If that's your opinion, then why don't you suggest to the W3C that the
next major version of XML makes processing external markup declarations
a requirement? If they say that doing so would be a bad idea, ask them
why they think so. Certainly stop bitching about it here. It won't
change anything, I don't care what you think about the W3C, and I doubt
anyone else does, either.

[snip]

Mike

[1] ...complicated in part

Firefox features a bug that causes a well-formedness error to
be raised for non-standalone documents containing undeclared
entities. Opera acts correctly in this instance by bypassing
the reference. Remove the public identifier and compare the
behaviour of both browsers.

VK

unread,

Jun 1, 2006, 1:03:12 PM6/1/06

to

Michael Winter wrote:
<snip>

Leaving out the "facts" in your post: just simply look at you. On the
run of this branch you fighting for the holly right of XML processor do
not process external DTD subsets.
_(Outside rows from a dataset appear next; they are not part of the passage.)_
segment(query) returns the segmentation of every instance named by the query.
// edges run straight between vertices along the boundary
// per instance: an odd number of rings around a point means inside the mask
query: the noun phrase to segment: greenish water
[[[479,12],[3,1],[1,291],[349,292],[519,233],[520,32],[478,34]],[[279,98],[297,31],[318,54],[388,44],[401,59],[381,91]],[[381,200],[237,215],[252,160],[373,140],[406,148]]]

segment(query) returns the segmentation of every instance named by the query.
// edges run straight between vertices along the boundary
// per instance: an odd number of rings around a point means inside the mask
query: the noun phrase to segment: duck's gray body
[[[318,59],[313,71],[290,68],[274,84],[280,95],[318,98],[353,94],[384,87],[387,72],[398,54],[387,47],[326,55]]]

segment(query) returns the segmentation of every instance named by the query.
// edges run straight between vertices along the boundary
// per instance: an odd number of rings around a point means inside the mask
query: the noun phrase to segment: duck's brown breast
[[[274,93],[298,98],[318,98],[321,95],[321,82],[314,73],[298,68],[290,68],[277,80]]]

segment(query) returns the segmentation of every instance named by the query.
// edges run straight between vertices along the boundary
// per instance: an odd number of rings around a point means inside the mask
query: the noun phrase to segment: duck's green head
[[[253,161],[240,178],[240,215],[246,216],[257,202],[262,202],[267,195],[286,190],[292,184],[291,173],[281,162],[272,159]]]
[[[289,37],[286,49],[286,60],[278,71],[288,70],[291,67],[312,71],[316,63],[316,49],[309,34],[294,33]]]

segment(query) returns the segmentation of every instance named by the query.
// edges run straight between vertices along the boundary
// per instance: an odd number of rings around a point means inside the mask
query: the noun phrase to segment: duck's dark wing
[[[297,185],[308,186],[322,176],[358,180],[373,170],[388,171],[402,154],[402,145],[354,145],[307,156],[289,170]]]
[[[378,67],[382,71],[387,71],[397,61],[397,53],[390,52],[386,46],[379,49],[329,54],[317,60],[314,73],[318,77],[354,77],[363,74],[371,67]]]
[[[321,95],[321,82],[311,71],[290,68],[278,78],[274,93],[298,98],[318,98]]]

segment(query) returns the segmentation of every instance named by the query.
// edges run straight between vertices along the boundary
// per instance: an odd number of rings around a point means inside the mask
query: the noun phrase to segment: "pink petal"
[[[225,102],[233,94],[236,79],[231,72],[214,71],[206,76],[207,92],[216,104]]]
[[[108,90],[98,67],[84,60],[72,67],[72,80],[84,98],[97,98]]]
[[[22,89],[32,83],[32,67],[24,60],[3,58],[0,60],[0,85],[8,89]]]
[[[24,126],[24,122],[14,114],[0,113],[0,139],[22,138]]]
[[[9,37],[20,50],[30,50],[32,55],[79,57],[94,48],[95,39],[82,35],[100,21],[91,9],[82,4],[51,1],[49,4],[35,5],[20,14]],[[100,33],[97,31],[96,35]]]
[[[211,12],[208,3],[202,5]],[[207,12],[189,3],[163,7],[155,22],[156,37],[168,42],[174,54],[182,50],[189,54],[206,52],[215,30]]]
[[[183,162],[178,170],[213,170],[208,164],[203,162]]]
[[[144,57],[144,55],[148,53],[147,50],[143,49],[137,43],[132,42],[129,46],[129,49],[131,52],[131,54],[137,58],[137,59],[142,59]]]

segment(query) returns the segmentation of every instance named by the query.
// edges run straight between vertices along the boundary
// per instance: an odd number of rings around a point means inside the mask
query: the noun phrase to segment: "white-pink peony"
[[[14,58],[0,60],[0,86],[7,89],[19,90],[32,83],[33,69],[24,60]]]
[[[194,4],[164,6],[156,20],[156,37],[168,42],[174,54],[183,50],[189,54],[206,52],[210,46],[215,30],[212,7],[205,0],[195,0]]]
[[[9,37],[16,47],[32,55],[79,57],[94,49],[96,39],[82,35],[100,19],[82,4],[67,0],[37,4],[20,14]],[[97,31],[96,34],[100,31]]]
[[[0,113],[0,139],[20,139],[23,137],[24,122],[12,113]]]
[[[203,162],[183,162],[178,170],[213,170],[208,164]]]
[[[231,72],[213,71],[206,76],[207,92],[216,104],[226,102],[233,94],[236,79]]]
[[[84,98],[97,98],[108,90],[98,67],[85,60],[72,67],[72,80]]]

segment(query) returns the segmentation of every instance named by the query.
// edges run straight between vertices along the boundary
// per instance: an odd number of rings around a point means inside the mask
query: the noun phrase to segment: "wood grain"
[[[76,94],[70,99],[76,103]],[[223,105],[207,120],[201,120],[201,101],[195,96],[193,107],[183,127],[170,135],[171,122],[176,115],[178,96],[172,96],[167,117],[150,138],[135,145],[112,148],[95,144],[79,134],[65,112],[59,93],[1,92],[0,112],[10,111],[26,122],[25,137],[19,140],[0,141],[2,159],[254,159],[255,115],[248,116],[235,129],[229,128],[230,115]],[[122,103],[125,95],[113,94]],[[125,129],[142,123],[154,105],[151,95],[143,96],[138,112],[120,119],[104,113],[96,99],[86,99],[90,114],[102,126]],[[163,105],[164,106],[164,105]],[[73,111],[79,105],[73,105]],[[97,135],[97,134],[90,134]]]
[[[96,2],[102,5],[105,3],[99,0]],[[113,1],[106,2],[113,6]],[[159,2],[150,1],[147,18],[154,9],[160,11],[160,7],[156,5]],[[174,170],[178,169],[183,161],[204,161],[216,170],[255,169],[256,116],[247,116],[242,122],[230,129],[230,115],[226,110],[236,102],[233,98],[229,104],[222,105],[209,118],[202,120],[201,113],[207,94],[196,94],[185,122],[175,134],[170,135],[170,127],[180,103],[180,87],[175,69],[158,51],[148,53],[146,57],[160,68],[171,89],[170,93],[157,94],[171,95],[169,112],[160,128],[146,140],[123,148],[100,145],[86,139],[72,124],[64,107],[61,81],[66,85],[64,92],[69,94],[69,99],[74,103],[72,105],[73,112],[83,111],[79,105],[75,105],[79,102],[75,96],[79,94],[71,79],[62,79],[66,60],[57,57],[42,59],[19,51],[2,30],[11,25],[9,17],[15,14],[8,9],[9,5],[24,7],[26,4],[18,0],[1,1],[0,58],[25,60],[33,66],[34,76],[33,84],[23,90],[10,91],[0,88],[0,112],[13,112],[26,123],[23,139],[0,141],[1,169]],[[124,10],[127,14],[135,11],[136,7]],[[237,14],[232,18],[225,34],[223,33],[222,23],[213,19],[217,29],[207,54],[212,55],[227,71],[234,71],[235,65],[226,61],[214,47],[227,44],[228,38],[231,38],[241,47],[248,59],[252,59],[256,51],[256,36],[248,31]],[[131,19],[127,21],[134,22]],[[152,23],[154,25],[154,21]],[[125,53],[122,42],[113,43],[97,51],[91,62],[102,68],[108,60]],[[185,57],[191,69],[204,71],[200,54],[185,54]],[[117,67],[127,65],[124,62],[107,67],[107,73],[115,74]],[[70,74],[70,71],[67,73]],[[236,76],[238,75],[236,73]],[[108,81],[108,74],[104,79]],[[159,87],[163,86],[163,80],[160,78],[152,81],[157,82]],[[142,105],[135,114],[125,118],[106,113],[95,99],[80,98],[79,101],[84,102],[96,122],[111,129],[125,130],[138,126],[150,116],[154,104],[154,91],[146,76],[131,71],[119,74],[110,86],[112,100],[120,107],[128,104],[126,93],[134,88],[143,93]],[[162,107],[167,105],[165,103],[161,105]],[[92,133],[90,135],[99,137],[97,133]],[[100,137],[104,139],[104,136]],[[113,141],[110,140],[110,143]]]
And you are fighting for it as it was
a vital part of XML mechanics. You don't want for XML a freedom to
neglect linked XSL templates; you don't want it to be able to skip on
loading stylesheets. Everything else - but for the right to not load
external DTD's you are ready to read all available specs upside down
and by diagonal.

This alone is the best proof of the real reason of the "DTD issue" I
spelled several times already.

And sorry, I'm opting out on the theoretical discussion "XML processor
has rights to disregard selectively some linked resources such as...".
That's too much crazy to follow.

Paragraphs 2.8 and 2.9 to start with, the rest of the Web to continue -
whoever wants to continue by himself.